– Рома, ты конкретизируй. Нам что мотолыга, что мамалыга – разницы не ощущаем. Тягач этот твой броней покрыт?
– Ну да. Тонкая, конечно, но броня. Да по сути это не тягач, а почти боевая машина пехоты.
– Вот это уже интереснее. Расскажи про башню.
– Какую башню? – ничего не понимал Макс.
– Тише! Рома сейчас расскажет. Давай, Рома.
– На машине у нас башня установлена, от бронетранспортера. Пулемет в ней есть, да только толку от него не будет. Даже если как-то снимем, боекомплекта нет.
– И чего же это вы без патронов катались? – вздохнул Кирпич.
– Так не война же.

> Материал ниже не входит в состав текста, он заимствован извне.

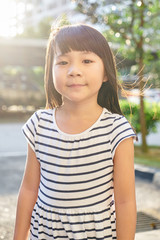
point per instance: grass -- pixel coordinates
(151, 158)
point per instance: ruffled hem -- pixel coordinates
(47, 223)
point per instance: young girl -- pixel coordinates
(79, 178)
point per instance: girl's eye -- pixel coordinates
(87, 61)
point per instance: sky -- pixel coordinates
(11, 17)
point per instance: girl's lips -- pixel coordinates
(77, 85)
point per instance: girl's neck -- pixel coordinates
(76, 119)
(81, 110)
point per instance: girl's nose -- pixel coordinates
(74, 71)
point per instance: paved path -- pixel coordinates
(11, 172)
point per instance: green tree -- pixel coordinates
(133, 26)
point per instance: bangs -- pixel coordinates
(79, 38)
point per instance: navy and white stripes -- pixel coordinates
(76, 186)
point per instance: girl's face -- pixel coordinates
(78, 75)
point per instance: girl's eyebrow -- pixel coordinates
(81, 52)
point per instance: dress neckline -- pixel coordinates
(78, 134)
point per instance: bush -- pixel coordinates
(132, 112)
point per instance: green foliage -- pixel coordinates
(132, 28)
(42, 30)
(132, 112)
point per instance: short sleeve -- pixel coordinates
(121, 130)
(30, 129)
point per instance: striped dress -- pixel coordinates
(75, 198)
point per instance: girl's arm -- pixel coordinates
(27, 196)
(124, 189)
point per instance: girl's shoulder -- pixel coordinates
(40, 113)
(113, 116)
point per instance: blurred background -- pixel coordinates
(132, 29)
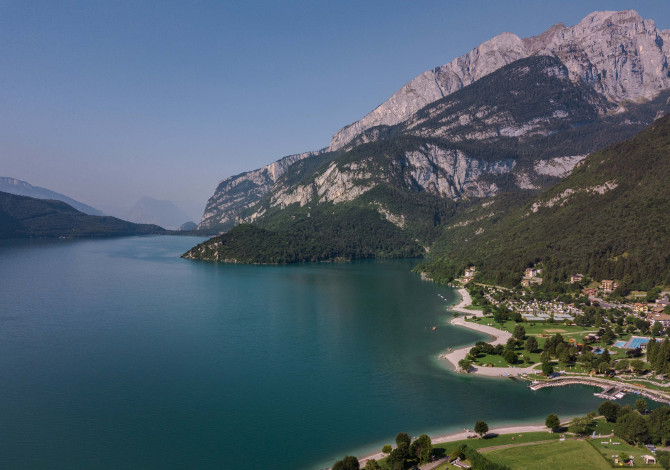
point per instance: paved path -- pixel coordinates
(499, 337)
(459, 436)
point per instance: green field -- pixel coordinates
(608, 450)
(557, 454)
(501, 440)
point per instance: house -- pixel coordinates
(662, 318)
(640, 308)
(576, 278)
(649, 459)
(608, 285)
(530, 272)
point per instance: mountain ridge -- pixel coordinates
(23, 188)
(27, 217)
(239, 198)
(581, 47)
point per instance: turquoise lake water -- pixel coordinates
(116, 353)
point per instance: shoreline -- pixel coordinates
(496, 335)
(463, 435)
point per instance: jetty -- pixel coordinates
(611, 390)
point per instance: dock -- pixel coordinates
(610, 390)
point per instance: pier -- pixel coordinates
(611, 390)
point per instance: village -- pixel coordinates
(583, 331)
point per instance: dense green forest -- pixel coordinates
(328, 232)
(27, 217)
(620, 234)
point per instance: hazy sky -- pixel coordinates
(108, 101)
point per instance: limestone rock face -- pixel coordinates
(619, 54)
(491, 120)
(237, 193)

После замены движка обкатку делали, и заодно ребят с полигона забрали.
– Макс! Ты все понял?! – как-то торжественно спросил Кирпич.
– Ничего не понял. К чему весь этот разговор?

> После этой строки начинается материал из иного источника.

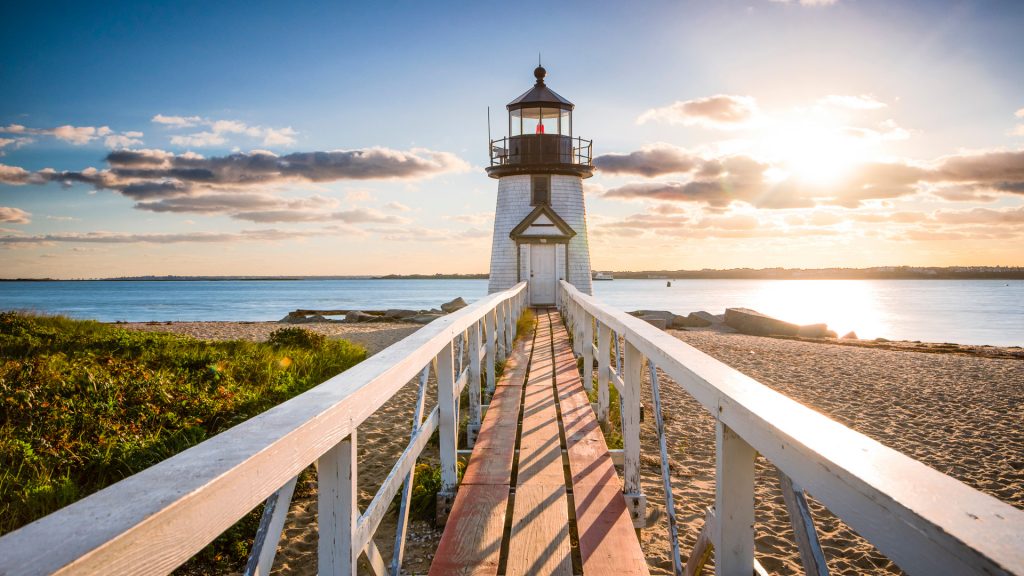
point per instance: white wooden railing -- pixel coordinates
(153, 522)
(926, 522)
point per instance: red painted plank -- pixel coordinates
(472, 539)
(607, 540)
(540, 535)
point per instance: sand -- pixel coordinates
(958, 413)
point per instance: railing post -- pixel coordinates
(733, 536)
(630, 405)
(473, 427)
(603, 372)
(588, 352)
(491, 355)
(448, 429)
(337, 496)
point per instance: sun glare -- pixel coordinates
(816, 149)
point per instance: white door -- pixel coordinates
(542, 274)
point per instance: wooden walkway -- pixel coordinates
(540, 494)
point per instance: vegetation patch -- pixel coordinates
(84, 405)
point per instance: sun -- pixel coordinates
(816, 147)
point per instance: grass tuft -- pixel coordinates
(84, 404)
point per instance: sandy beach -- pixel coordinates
(958, 413)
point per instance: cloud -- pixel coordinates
(722, 111)
(77, 135)
(126, 139)
(397, 207)
(267, 235)
(649, 161)
(177, 121)
(808, 2)
(720, 181)
(863, 101)
(239, 186)
(14, 215)
(218, 131)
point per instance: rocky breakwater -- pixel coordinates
(734, 320)
(757, 324)
(365, 316)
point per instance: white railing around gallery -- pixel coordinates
(154, 521)
(926, 522)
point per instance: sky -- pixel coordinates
(350, 138)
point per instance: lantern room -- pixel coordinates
(540, 128)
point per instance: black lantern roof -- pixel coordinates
(540, 95)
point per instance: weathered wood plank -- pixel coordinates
(540, 444)
(472, 539)
(337, 492)
(540, 536)
(607, 540)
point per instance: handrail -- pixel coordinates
(154, 521)
(926, 522)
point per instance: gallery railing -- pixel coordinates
(541, 149)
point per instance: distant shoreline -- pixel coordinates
(879, 273)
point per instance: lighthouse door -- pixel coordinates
(542, 274)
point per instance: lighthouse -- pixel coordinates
(540, 218)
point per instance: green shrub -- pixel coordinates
(84, 404)
(297, 337)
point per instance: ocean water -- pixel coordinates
(974, 312)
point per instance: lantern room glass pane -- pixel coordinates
(531, 121)
(550, 123)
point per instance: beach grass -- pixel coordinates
(84, 405)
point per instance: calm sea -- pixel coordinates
(978, 312)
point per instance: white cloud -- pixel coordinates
(218, 131)
(863, 101)
(14, 215)
(721, 111)
(178, 121)
(397, 207)
(808, 2)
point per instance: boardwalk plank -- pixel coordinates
(540, 540)
(607, 541)
(472, 540)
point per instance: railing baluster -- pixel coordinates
(670, 504)
(473, 427)
(630, 407)
(270, 525)
(337, 493)
(804, 532)
(509, 328)
(603, 369)
(407, 487)
(733, 503)
(500, 332)
(492, 357)
(448, 430)
(588, 352)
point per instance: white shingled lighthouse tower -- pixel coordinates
(540, 220)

– Эх, как же тяжело мне с вами… Буй, где этот тягач утоп, я знаю. Там не так уж глубоко, и дно ровное, повышается до самой отмели, что от южного берега к востоку поворачивает. Шарили наши там когда-то, но ништяков не нашли. Редко туда почему-то хабар падает. Машина лежит на ровном дне, и весит она… Сколько весит?
– Около десяти тонн – точно не помню, – отозвался Роман, тоже недоумевая.
Поведение Кирпича было непонятным и необычным. Тот догадывался, что думают на его счет, и наконец сжалился, выдав сокровенное:
– Рядом с островом на ровном дне лежит, по сути, легкий танк. Роман говорил, что топлива завались, движок после капиталки, проходимость такая, что хоть по болоту, хоть по горам. Макс, если готы придут сюда устраивать разборки, то при виде такого дела обхезаются не по одному разу, потом слиняют за горизонт – и больше шагу не сделают в нашу сторону.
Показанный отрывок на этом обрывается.